Sopot jako pierwsze miasto w Polsce przedstawił swój konkretny plan na wakacje w czasie pandemii. To prawda, będą one zupełnie inne niż do tej pory, ale to nie oznacza że powinniśmy rezygnować z letnich wyjazdów. Po pierwsze – każdy z nas będzie musiał w końcu zmienić otoczenie.
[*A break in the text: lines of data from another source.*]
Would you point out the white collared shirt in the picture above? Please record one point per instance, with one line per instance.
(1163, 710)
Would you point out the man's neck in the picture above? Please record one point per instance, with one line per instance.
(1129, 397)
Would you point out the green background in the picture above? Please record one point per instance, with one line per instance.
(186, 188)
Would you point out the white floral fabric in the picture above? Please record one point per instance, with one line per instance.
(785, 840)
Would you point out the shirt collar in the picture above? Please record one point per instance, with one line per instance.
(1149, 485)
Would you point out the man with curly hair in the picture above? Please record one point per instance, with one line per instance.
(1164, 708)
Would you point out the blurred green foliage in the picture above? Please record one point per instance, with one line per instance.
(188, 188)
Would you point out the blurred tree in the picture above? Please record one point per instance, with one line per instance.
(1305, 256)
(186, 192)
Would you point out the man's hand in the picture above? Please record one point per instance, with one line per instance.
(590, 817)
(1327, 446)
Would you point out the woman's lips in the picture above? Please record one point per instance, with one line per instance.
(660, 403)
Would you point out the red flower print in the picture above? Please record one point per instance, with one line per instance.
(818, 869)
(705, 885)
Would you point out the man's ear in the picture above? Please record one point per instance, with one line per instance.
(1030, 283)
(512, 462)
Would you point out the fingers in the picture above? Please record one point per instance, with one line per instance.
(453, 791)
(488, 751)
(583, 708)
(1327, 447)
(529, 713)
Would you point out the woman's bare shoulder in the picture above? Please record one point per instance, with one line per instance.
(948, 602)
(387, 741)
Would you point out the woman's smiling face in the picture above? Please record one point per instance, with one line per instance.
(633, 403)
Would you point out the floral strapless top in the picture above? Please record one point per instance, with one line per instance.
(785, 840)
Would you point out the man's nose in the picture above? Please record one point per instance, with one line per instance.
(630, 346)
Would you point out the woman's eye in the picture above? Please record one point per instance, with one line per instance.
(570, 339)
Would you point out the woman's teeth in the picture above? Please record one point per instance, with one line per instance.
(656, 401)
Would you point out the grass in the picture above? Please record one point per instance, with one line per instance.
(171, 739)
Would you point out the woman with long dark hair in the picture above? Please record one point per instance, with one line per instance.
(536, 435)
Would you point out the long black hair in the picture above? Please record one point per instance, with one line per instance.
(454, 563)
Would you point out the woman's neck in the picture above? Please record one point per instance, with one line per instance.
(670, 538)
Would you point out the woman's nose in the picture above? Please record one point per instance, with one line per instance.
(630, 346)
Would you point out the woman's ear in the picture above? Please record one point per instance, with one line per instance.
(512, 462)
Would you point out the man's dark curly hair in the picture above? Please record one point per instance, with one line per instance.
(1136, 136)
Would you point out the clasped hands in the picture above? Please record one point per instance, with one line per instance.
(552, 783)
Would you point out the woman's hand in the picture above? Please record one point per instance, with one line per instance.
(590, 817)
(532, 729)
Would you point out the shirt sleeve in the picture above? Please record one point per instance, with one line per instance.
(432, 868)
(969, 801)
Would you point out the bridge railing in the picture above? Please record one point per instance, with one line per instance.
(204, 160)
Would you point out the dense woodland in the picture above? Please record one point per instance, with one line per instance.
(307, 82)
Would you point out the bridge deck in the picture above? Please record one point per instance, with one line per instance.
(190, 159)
Po drugie – bez turystów cała branża wypoczynkowa nie będzie miała jak nawet zacząć się rozkręcać. Sopot przygotował więc całą listę pomysłów na to jak pozostać atrakcyjnym miejscem pomimo wymogu zachowania dystansu.
Wakacje w czasie pandemii – plan Sopotu
Jakiś czas temu pisałem, że gdybym miał wybrać miasto, które najlepiej reaguje na epidemię, obostrzenia i kryzys, to wybiorę Gdynię. W tym tekście chciałbym napisać kilka ciepłych słów o Sopocie, który wyszedł przed szereg i przełamał temat tabu, jakim stały się wakacje 2020. Bo co prawda pozostało do nich trochę więcej czasu niż do korespondencyjnych wyborów prezydenckich, to liczba niewiadomych jest podobna.
Jest co prawda plan łagodzenia restrykcji, który zakłada dość szybkie otwarcie hoteli, ale dopóki nie poznamy dokładnej daty, to trudno robić jakieś przygotowania do sezonu. Ale Sopot próbuje. I właśnie ogłosił kilka bardzo interesujących pomysłów, które mają przyciągnąć do miasta turystów, a jednocześnie dać im poczucie bezpieczeństwa. Są to:
- darmowe udostępnienie części terenów zielonych dla sopockich restauratorów, w których mogą oni prowadzić swoje polowe kuchnie
- otwarcie dla ludzi hipodromu, który ma być miejscem na publiczne eventy, takie jak slow-foodowe pikniki
- zorganizowanie kina samochodowego na parkingu przy Ergo Arenie
- organizacja kameralnych koncertów na sopockich błoniach, z zachowaniem dystansu między ludźmi
Czy to brzmi banalnie? Trochę tak. Ale właśnie od prostych pomysłów trzeba zacząć dostosowywanie się do nowej rzeczywistości. Sopot jest niemalże w połowie pokryty terenami zielonymi i to właśnie one mają przydać się w uniknięciu charakterystycznego dla tego kurortu tłoku. W tym sezonie na pewno mniej turystów będzie chciało tłoczyć się na Monciaku. Stąd pomysł, by przekierować ludzi w miejsca, których do tej pory być może nawet nie znali.
Wakacje w czasie pandemii – co robią inne miasta
Na początku pandemii o nadmorskich miejscowościach słyszeliśmy w głównie w kontekście tego, że Hel i Krynica Morska chcą zamknąć się na turystów. Chodziło dokładnie o to, że w czasie obowiązywania zakazu przemieszczania się przyjeżdżali do tych miejscowości ludzie z całej Polski, w poszukiwaniu oddechu. Mieszkańcy obawiali się, że wraz z nimi może przyjechać nieproszony gość, czyli COVID-19, oni tymczasem chcieli w spokoju przygotowywać się do sezonu. Dziś o zamknięciu się już nie mówią, bo doskonale wiedzą że bez choć namiastki wakacji wiele biznesów może zbankrutować. Co więcej – Półwysep Helski i Mierzeja Wiślana organizują się, by przyjąć latem do siebie zmęczonych ciężką walką na pierwszej linii frontu pracowników służby zdrowia. Oczywiście nieodpłatnie.
Wierzę, że polska branża turystyczna będzie wpadać na lepsze pomysły niż na przykład Hiszpanie, którzy zasłynęli ostatnio wizją, by chorych od zdrowych turystów oddzielały opaski koronawirusowe. Nasi hotelarze muszą wykazać się kreatywnością. Tym bardziej, że zdecydowana większość osób nie będzie brała pod uwagę wakacyjnych wyjazdów za granicę. Dlatego w 2020 roku to polscy, a nie zagraniczni turyści będą klientami kluczowymi.